A Vaccine for the Opioid Crisis?

With the United States in the midst of a dramatic rise in opioid overdose deaths – a problem exacerbated by the widespread availability of fentanyl, a synthetic drug estimated to be 50 times stronger than heroin – law enforcement and public health officials are scrambling for solutions.

To address an epidemic, which is killing tens of thousands of people every year in states like Ohio, New Hampshire, and Massachusetts, officials are enacting measures like needle exchange programs, experimenting with rehabilitation over incarceration, and expanding community support networks. Each effort has seen varying degrees of success.

Against this backdrop, researchers at the Scripps Research Institute published results earlier this year about a new kind of therapy that could help curb deaths from fentanyl overdoses. Writing in the journal Angewandte Chemie, the scientists said they succeeded in building a vaccine that protects mice from overdoses of fentanyl by targeting the opioid with antibodies and partially blocking its effects. If proven to be effective and safe in humans, the vaccine could eliminate fentanyl’s pleasurable high by blunting the drug’s effects.
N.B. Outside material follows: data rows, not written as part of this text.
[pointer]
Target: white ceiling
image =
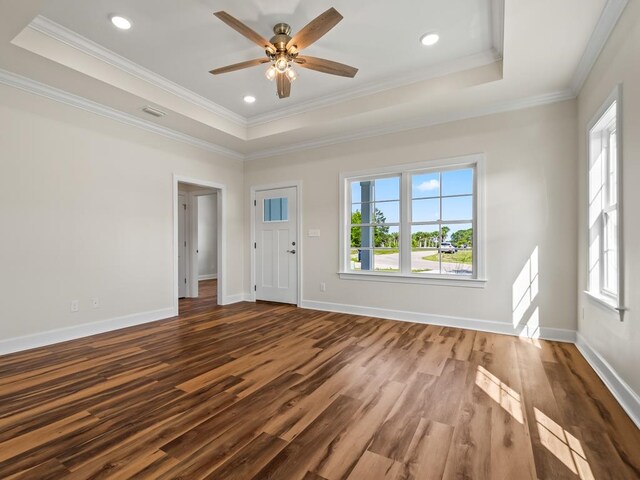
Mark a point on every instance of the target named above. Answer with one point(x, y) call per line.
point(164, 61)
point(182, 41)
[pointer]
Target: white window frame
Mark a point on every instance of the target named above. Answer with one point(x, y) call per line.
point(476, 280)
point(597, 131)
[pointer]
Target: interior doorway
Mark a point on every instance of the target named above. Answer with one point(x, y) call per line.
point(276, 244)
point(198, 243)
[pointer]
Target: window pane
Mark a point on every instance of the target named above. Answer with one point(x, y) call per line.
point(425, 185)
point(355, 192)
point(457, 182)
point(383, 256)
point(386, 260)
point(368, 237)
point(425, 210)
point(456, 250)
point(387, 212)
point(276, 209)
point(424, 248)
point(613, 159)
point(457, 208)
point(611, 252)
point(387, 188)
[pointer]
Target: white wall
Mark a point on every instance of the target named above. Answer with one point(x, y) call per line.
point(86, 209)
point(531, 192)
point(618, 343)
point(207, 232)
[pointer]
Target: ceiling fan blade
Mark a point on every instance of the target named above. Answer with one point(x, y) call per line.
point(284, 86)
point(315, 29)
point(239, 66)
point(242, 29)
point(326, 66)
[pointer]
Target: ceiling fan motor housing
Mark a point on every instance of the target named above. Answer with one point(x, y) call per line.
point(281, 38)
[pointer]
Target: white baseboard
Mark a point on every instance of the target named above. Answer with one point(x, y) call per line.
point(626, 397)
point(239, 297)
point(212, 276)
point(546, 333)
point(51, 337)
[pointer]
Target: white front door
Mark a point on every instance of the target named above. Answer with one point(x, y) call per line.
point(276, 245)
point(182, 246)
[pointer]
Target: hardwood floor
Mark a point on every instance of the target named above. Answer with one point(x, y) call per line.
point(269, 391)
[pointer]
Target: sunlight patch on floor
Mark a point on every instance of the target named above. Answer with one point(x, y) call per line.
point(564, 446)
point(500, 392)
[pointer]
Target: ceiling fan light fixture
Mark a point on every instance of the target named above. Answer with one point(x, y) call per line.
point(281, 64)
point(429, 39)
point(291, 74)
point(271, 73)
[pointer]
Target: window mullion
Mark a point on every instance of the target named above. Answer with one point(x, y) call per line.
point(405, 223)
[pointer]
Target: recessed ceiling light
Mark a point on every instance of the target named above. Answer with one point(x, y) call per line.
point(121, 22)
point(429, 39)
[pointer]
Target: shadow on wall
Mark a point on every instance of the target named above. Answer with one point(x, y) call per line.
point(526, 312)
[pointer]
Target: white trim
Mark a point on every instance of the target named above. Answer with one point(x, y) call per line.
point(505, 328)
point(237, 298)
point(395, 81)
point(210, 276)
point(73, 332)
point(606, 23)
point(413, 124)
point(62, 34)
point(68, 37)
point(32, 86)
point(26, 84)
point(622, 392)
point(221, 232)
point(252, 237)
point(497, 26)
point(615, 303)
point(443, 280)
point(607, 302)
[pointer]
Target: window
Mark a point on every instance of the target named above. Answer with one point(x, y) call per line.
point(605, 276)
point(416, 223)
point(276, 209)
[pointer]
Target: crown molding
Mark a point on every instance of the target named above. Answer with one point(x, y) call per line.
point(497, 26)
point(64, 35)
point(606, 23)
point(428, 121)
point(371, 88)
point(69, 37)
point(35, 87)
point(32, 86)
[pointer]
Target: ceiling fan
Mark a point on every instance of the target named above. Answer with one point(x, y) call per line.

That could help prevent addicts undergoing treatment from relapsing.

“The idea is that for people who are undergoing abstinence, hopefully the vaccine would mitigate the relapse potential,” said Kim Janda, a professor and chemist at Scripps who led the research, and who has studied addiction for decades. By targeting fentanyl and opioids that are structurally similar, like acetylfentanyl, Janda says his vaccine is trying “to stay one step up of the drug dealer.”

“We’re trying to come up with a vaccine not only for fentanyl,” he said, “but for the clandestine drugs that are being used as substitutes.”
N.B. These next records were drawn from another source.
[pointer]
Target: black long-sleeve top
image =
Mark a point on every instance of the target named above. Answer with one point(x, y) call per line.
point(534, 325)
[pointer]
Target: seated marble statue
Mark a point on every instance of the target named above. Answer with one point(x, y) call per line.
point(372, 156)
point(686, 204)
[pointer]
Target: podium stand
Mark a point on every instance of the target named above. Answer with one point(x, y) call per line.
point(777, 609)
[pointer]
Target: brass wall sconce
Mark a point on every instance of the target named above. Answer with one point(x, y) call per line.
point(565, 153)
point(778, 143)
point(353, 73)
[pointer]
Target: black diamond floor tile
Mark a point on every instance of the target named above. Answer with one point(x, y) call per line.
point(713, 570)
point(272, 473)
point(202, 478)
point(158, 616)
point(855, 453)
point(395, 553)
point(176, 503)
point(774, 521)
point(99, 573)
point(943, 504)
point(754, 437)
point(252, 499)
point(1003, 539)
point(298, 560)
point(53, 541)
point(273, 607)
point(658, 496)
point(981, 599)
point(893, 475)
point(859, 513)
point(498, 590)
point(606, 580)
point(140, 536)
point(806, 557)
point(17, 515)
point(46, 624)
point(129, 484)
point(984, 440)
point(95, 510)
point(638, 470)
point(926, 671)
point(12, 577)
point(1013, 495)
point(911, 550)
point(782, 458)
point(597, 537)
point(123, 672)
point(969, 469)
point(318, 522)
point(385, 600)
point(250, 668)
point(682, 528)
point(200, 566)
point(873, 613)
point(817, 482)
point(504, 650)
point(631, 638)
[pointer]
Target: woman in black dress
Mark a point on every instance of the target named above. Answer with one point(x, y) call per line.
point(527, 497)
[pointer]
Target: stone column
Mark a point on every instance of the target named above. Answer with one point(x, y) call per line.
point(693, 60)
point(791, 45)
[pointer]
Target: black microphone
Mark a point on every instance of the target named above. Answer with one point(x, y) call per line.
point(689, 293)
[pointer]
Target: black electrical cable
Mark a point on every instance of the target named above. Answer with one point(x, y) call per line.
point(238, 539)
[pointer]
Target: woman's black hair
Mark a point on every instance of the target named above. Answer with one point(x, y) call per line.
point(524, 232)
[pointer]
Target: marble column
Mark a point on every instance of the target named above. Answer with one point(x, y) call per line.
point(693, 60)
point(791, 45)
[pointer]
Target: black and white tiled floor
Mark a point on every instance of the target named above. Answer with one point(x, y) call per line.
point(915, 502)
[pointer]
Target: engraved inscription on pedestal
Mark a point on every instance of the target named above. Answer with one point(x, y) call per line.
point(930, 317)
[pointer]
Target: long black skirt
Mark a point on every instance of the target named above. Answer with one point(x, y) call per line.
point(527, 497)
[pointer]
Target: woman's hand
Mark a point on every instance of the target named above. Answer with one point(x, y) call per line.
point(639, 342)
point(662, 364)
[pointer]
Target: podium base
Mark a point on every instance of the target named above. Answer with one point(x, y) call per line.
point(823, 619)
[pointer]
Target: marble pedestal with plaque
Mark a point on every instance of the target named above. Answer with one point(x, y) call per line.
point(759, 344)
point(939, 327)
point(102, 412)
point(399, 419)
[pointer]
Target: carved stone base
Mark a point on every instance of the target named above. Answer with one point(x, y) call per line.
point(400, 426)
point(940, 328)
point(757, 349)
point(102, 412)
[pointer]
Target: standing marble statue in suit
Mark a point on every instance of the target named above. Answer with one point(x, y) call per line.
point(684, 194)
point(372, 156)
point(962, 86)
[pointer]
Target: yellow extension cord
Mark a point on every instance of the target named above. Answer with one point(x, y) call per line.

The vaccine works by presenting mice with a template of the fentanyl target plus adjuvants, or molecules that boost the immune system. That combination elicits an antibody response that binds to fentanyl and other drugs in its class. By attaching themselves to a specific region of fentanyl and its popular derivatives, the antibodies can attenuate the drug’s effects. Janda has shown that his vaccine protects mice from overdoses of fentanyl by reducing the amount of active drug circulating in the mouse’s blood. When he gave the vaccinated mice fentanyl, they survived double to quadruple the dose that would normally kill them.

“I’ve never had any of our vaccines protect from lethal doses except my opioid vaccines,” he said.
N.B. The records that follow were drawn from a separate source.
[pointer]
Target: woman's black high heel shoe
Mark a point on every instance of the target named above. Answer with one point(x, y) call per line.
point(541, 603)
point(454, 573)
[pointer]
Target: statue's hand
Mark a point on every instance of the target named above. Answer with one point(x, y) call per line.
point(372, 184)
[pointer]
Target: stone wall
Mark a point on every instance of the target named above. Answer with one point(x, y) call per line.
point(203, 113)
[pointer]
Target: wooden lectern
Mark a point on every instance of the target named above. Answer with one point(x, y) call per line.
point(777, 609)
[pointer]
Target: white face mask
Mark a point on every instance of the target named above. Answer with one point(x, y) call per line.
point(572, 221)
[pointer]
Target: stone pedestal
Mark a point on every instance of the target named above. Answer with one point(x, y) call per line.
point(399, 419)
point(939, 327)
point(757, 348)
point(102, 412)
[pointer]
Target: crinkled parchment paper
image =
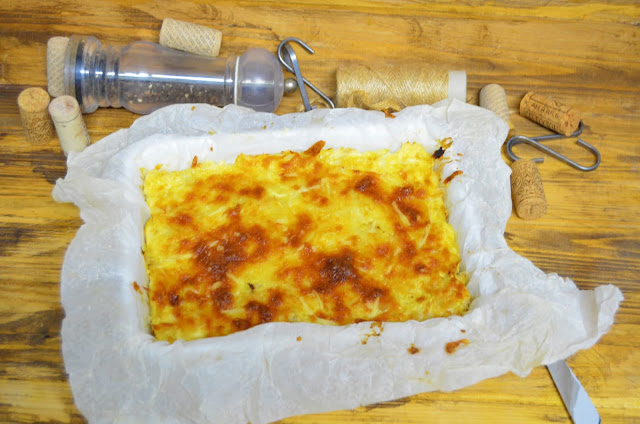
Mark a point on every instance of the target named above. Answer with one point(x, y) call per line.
point(520, 317)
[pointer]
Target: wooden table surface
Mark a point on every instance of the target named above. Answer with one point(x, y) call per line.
point(585, 54)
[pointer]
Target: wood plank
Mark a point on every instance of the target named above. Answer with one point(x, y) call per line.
point(586, 54)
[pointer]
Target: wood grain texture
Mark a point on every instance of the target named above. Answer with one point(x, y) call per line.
point(585, 54)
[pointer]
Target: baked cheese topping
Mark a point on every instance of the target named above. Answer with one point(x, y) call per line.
point(329, 236)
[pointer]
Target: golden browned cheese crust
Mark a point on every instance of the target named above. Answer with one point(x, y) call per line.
point(329, 236)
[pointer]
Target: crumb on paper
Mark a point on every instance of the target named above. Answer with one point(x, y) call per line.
point(376, 330)
point(452, 176)
point(438, 153)
point(445, 142)
point(413, 349)
point(451, 347)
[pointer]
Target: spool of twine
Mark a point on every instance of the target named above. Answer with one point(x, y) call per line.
point(527, 191)
point(33, 103)
point(190, 37)
point(395, 87)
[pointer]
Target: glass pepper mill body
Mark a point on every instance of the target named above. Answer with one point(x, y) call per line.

In 2013, Janda and his colleagues created a heroin vaccine that works in much the same way as this fentanyl vaccine. Like the fentanyl therapy, it is still in its early stages. But Scripps recently teamed up with Virginia Commonwealth University to test the heroin vaccine’s efficacy and toxicity in primates. He’s hoping to find partners that will help bring the fentanyl vaccine to clinical trials, too. But raising those funds and forming those collaborations, he said, has been his biggest challenge.

“I haven’t been able to partner with any major company that wants to back a heroin vaccine,” Janda said. “All I hear is, ‘It doesn’t really fit our portfolio.’” Insurance companies are happy to pay for people trying to quit nicotine, he said. “They’re not paying for a heroin addict or a coke addict.”

The industry’s misgivings may also be due to the limited success that addiction vaccines have had in clinical trials so far. Though scientists have been working on vaccines for heroin, cocaine and smoking for years, translating the benefits seen in mouse models to humans is difficult. A few years ago, for example, a nicotine vaccine failed in phase III clinical trials when it couldn’t show a significant benefit compared with a placebo. That was the closest that an addiction vaccine has ever gotten to market.

Another hurdle, according to Janda: Despite the $1.1 billion the government has requested to address the opioid epidemic, none of that funding is flowing toward the work he and his team are doing.

“With all this money released to Congress for opioid abuse,” he said, “nothing is coming to basic research.”